Sunday, March 25, 2012

Daylight Saving Time DST 2007 Problems

I believe my machine is fully patched. The SQL Server believes that it is not yet DST, whereas the windows interface has switched. So what should I do here? (I'm in EST/EDT time zone -- New York City -- commands were run at 1:13 am.)

select current_timestamp,getutcdate()-getdate()

-- --

2007-03-13 00:13:24.843 1900-01-01 05:00:00.000

(1 row(s) affected)

SQL Server gets tim (using all three of these functions) from the Windows OS.

This is a quote from Books Online for getutcdate()-

Returns the datetime value that represents the current UTC time (Coordinated Universal Time or Greenwich Mean Time). The current UTC time is derived from the current local time and the time zone setting in the operating system of the computer on which the instance of Microsoft SQL Server is running.
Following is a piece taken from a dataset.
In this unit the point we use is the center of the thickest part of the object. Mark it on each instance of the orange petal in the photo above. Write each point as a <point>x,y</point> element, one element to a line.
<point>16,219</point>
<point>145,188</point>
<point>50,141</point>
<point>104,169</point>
|||The windows gui gives me the right time. A cmd shell "time/t" command gives me the right time, but the T-SQL I quoted gets the wrong time and all my agent jobs are running an hour late, so something is up here...|||

so, instead of a 5 hour difference between the two you should see a 4 hour difference?

|||Yes. That's right.|||If you go to a cmd prompt and type "time" and open a query window and run "SELECT GETDATE()" Do you get the same hour?

When was the last time you rebooted the server?

It use to be, I don't know if it still works this way, Windows would fudge the Windows clock after DST and would reset the RTC clock when the computer rebooted.

So your RTC could say 1:13pm and Windows would report 2:13pm, until you rebooted.|||We noticed that about 50% of the time the DLS Patch that we applied to Windows 2003 did not update the registry values for daylight and daylight end. We found that the time would update and display correctly on the OS, but anything that capture time via some time/date.dll would be an hour off.